Originally posted by ofhumandescent
reply to post by jjf3rd77
Maybe karma for the jobs your country took away from my country.
What goes around comes around.
Who are they borrowing the money from? This to me tells that some banks were pushing for the downgrade of the credit so they can increase their interest on the borrowing costs? Just a thought.
Any downgrade in the rating now will badly hit investor sentiment, increase overseas borrowing costs for companies and emerge as a risk for the Indian economy.
I have travelled overseas and I have never seen too many countries where the 'use and throw away' mentality exists. India is one of the conservative countries like many where people generally do not buy goods more often such as house hold appliances, clothes and/or automobiles. There are big spenders but mostly on services and luxuries which the percentage is low compared to the entire economy. Thus the 'spending economy' concept that was anticipated is not all there despite boasting the biggest middle class population.
Since the April outlook revision, a spate of economic data has drawn a gloomy picture. Growth in the January-March quarter slowed to a 9-year low of 5.3%, while food inflation hit double digits. Industrial growth remains sluggish and business confidence has taken a knock.

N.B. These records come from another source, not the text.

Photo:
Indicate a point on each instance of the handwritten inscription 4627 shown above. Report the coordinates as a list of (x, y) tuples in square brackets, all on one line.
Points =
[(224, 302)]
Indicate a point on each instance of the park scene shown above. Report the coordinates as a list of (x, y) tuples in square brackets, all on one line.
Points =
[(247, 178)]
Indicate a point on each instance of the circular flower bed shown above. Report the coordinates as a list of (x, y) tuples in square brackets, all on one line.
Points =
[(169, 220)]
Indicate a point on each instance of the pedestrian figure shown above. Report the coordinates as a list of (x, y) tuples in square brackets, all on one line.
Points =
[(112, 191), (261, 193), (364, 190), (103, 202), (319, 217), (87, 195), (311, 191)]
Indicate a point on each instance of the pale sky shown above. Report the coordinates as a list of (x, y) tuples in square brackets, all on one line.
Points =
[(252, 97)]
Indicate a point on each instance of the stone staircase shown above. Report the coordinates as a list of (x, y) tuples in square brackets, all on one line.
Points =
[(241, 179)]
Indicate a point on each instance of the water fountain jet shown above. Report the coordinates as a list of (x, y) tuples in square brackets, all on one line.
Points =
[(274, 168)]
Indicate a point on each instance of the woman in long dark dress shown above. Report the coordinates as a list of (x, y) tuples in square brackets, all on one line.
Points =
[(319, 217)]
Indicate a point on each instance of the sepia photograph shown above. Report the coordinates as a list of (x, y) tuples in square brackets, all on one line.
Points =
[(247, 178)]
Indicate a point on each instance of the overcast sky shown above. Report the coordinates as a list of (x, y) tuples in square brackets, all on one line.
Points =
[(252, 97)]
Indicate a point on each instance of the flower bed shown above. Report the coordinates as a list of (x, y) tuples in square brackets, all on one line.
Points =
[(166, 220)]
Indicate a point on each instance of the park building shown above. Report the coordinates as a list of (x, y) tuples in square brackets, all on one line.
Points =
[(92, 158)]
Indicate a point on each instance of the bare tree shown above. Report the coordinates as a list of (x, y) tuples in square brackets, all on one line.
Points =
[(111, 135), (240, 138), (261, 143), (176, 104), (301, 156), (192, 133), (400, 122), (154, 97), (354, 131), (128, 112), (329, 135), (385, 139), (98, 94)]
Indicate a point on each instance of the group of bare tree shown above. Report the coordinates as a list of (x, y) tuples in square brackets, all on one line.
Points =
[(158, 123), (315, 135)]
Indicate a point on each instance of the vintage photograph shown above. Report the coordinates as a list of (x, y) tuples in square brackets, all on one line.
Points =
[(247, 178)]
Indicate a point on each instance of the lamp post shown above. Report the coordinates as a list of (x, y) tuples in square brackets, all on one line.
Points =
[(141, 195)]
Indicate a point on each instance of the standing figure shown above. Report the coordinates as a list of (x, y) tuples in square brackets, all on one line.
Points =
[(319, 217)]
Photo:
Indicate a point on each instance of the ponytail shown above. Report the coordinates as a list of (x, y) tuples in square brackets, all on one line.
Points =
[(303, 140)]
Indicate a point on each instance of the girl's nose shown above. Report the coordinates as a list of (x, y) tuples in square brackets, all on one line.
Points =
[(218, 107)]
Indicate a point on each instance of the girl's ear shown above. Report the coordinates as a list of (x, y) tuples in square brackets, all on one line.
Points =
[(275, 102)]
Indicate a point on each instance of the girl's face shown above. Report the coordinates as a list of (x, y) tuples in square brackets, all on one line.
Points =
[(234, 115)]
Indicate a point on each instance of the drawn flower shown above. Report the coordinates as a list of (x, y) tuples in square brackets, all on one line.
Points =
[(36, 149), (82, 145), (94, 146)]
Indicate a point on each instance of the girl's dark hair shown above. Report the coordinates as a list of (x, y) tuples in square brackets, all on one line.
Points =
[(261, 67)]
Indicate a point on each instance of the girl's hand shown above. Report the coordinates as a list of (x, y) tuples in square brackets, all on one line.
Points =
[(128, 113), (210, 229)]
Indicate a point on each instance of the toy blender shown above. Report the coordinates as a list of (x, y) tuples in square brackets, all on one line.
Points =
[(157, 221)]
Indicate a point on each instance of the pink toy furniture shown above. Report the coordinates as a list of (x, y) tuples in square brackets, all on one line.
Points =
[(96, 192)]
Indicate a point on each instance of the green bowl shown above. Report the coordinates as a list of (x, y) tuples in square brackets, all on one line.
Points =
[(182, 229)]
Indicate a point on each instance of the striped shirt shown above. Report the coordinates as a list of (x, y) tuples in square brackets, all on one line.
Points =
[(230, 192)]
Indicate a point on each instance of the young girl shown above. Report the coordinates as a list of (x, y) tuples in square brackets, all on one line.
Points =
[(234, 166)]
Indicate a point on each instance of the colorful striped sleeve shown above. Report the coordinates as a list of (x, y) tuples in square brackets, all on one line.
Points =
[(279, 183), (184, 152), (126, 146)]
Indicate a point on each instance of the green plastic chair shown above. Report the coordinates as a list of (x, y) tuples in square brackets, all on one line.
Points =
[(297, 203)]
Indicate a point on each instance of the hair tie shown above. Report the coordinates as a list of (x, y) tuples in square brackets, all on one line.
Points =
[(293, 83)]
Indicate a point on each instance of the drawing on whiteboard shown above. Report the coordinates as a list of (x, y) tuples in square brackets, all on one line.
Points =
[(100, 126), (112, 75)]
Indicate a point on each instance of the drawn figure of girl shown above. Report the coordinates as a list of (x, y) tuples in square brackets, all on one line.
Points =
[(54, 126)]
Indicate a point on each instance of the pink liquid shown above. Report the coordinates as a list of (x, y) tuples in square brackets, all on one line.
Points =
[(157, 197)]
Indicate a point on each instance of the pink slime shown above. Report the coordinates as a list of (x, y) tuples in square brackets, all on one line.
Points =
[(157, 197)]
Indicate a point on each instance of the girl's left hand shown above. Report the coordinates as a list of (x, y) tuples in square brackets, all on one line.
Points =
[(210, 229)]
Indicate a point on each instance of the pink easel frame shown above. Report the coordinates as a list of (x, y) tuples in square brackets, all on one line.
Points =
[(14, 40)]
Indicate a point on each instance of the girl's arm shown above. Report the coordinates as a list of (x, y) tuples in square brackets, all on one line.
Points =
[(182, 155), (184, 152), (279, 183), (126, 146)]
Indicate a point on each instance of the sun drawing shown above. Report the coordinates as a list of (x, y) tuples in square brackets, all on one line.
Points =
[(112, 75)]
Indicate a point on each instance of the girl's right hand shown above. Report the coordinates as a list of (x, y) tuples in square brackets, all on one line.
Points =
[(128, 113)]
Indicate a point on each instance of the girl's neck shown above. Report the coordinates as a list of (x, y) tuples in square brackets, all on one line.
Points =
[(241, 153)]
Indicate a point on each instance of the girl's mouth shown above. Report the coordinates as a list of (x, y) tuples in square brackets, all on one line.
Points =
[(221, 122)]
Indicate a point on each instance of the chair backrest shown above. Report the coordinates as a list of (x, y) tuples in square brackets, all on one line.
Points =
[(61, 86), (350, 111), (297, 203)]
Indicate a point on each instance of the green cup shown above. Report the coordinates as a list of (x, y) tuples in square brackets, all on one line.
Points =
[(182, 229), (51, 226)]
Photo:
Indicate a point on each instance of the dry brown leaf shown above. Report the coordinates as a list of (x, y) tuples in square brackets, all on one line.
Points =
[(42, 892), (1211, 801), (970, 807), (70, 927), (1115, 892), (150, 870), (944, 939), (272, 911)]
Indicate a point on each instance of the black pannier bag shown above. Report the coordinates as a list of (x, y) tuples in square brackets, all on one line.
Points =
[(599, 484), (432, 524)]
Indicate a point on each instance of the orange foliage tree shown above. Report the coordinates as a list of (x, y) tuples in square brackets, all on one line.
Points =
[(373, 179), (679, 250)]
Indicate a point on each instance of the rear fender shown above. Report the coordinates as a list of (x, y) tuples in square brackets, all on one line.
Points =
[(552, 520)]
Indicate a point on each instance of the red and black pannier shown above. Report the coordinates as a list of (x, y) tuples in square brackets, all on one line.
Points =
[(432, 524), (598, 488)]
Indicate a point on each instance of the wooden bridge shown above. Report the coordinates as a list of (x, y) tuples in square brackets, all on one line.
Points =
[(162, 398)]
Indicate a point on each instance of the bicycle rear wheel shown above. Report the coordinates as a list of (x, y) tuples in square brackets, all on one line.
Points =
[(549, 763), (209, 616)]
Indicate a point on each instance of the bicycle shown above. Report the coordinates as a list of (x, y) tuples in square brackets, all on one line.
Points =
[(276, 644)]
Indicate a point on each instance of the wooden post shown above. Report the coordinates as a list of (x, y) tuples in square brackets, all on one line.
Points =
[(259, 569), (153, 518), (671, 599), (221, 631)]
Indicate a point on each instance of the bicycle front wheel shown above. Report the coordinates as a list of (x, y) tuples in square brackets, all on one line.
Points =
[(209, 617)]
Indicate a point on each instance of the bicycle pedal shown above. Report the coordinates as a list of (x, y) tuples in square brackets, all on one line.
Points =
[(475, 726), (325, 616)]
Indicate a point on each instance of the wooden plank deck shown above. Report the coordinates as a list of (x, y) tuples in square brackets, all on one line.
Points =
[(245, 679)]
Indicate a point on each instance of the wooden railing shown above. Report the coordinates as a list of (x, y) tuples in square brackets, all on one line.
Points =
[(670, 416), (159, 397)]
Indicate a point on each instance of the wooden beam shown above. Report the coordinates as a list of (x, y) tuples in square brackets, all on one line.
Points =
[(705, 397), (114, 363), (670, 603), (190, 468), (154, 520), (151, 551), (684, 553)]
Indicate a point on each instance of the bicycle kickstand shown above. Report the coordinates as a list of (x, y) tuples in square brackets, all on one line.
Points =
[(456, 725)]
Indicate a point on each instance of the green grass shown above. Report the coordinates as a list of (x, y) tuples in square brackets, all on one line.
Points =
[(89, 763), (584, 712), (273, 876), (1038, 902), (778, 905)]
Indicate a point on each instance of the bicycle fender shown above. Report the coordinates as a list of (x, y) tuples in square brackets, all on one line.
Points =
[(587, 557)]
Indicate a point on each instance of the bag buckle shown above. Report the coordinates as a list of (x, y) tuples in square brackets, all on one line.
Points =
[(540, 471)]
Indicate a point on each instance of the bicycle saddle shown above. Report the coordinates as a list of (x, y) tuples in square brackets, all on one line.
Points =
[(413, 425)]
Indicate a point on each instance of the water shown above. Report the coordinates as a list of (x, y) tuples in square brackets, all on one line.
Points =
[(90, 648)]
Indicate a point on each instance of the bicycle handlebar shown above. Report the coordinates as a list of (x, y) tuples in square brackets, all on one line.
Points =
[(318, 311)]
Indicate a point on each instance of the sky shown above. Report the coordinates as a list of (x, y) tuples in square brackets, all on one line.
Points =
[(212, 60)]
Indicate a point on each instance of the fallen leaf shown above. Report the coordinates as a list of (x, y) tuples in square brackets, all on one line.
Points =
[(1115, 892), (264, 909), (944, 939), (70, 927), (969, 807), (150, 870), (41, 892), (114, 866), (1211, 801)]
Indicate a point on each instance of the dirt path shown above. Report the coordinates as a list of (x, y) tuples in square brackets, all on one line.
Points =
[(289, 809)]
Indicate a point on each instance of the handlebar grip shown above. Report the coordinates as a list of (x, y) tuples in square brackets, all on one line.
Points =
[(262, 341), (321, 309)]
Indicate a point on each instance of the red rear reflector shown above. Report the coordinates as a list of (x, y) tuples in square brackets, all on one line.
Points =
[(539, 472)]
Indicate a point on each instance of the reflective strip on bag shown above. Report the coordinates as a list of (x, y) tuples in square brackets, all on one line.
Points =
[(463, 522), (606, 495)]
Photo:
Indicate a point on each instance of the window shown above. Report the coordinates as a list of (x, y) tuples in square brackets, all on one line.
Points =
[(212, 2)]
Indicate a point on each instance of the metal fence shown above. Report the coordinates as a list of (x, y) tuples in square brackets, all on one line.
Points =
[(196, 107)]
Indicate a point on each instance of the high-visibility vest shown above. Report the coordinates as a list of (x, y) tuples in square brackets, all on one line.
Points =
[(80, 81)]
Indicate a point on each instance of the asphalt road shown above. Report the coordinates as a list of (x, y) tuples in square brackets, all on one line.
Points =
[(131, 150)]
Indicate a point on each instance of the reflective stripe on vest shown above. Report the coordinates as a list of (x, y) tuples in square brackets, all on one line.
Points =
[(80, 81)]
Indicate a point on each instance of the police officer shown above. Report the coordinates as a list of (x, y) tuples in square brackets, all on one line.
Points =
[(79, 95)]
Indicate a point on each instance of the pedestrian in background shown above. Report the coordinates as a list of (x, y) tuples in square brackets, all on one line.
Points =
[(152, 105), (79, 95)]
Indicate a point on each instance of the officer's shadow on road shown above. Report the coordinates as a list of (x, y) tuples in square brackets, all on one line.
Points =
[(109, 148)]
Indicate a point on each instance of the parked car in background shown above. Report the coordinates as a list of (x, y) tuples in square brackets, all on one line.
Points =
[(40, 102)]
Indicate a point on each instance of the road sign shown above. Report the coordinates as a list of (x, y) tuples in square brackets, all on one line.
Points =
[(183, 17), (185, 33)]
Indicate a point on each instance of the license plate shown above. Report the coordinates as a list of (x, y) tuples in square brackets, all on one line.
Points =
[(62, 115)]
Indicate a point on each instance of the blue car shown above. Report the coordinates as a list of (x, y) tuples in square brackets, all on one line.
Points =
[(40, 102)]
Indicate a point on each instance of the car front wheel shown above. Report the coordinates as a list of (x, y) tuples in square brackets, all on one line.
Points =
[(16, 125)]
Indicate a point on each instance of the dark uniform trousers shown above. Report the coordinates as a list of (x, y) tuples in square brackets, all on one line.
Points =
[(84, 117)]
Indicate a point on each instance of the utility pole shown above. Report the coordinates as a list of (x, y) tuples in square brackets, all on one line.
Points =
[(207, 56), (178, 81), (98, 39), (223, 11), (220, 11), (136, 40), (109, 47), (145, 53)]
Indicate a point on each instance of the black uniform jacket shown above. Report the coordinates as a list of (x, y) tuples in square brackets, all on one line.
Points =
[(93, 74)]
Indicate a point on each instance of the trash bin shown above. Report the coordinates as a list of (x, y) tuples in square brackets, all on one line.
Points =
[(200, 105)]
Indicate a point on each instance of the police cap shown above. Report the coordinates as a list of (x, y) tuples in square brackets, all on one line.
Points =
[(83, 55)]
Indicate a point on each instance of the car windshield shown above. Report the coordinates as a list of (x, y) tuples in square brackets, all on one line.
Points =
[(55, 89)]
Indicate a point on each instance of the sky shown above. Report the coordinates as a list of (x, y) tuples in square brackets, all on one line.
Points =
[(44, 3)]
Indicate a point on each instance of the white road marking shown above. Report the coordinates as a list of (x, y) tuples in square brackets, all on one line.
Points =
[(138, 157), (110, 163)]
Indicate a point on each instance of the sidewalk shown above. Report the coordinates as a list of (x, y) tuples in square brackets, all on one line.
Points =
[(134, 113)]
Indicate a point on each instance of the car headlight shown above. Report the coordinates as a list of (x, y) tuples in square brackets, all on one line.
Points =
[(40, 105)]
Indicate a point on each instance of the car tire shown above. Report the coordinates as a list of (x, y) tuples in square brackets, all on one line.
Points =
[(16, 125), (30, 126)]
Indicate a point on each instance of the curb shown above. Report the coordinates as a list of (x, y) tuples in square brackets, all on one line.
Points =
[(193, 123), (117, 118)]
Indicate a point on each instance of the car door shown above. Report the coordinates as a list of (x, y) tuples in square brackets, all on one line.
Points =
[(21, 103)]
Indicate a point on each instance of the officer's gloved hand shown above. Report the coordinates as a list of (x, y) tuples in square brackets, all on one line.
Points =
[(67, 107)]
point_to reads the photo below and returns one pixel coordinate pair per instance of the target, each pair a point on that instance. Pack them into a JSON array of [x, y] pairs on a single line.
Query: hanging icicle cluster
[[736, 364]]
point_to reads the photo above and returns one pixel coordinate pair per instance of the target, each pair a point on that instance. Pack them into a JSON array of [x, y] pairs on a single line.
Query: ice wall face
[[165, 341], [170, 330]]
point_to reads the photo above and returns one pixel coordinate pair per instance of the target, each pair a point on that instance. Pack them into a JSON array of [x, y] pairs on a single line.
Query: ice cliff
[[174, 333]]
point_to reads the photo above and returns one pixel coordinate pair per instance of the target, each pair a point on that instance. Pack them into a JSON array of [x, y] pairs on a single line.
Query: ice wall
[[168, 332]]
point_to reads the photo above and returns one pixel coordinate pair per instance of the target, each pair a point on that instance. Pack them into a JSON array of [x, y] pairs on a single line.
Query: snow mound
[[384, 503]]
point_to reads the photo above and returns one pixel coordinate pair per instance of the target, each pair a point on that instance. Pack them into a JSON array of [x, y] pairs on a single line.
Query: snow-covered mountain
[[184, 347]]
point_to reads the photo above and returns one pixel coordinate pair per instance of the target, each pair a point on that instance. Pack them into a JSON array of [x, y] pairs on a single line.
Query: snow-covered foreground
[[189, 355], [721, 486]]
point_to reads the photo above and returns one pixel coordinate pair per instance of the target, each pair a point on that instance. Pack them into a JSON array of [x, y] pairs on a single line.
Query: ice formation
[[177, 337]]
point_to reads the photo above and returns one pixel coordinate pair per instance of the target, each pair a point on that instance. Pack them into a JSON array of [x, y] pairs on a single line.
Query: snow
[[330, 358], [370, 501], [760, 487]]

This is still a problem but even with Liberalisation, the conservative mindset of the people in general will always yield mediocre economic numbers despite the 1.2 billion population. It is simply not the same spending economy as envisioned by many western investors. Traditionally folks use to buy products that lasted for a very long time. Its the 'use and throw away' mentality that has led to the cheaper manufacturing cost of products with inferior quality (china) that keeps their manufacturing sector churning. The growth was staggering during the initial decade when the economic reforms and privatization was introduced to many sectors of India's economy. Most of the growth was dependent upon the Western economies though India's own economy has contributed to some major growth in the service sector. However it has to reach a stable point as many middle class people are still struggling to secure a job with a reasonable pay based on the cost of living. Service oriented industry such as hotels, resorts etc are always secure and do very well. There are big spenders on these sectors. Personal transportation has also reached a level where it has placed severe burden on the infrastructure. Fashion and Apparel are always in demand including Gold. Everything else is generally purchased for a lifetime unlike many western nations where the products are discarded as the cost of repair far outweighs the cost of replacement. This is a major problem since one can find dirt cheap labor in India to repair goods that most of us in the West would discard or consider non-repairable. Add to this, the GM crops and the trading of agricultural goods has driven the cost of food in general for the poor in the country which drives their labor up. However this was envisioned by several individuals before the entire liberalization process was being considered. Needless to say that India will survive as the people are used to the lifestyle before the economic boom. Its the folks in the west (atleast in the metropolitan areas) will have a difficulty adopting to a drastic change in lifestyle. This is perhaps one of the biggest reason on the 'survival' and 'doomsday preppers' mentality that has swept the media and forums in the west to awaken the 'self sufficiency' which existed/exists in many parts of the west decades ago.
It adds that divided leadership at the Centre may be the biggest hurdle to further economic liberalisation.....the report says."The Congress party is divided on economic policies. There is substantial opposition within the party to serious liberalisation of the economy.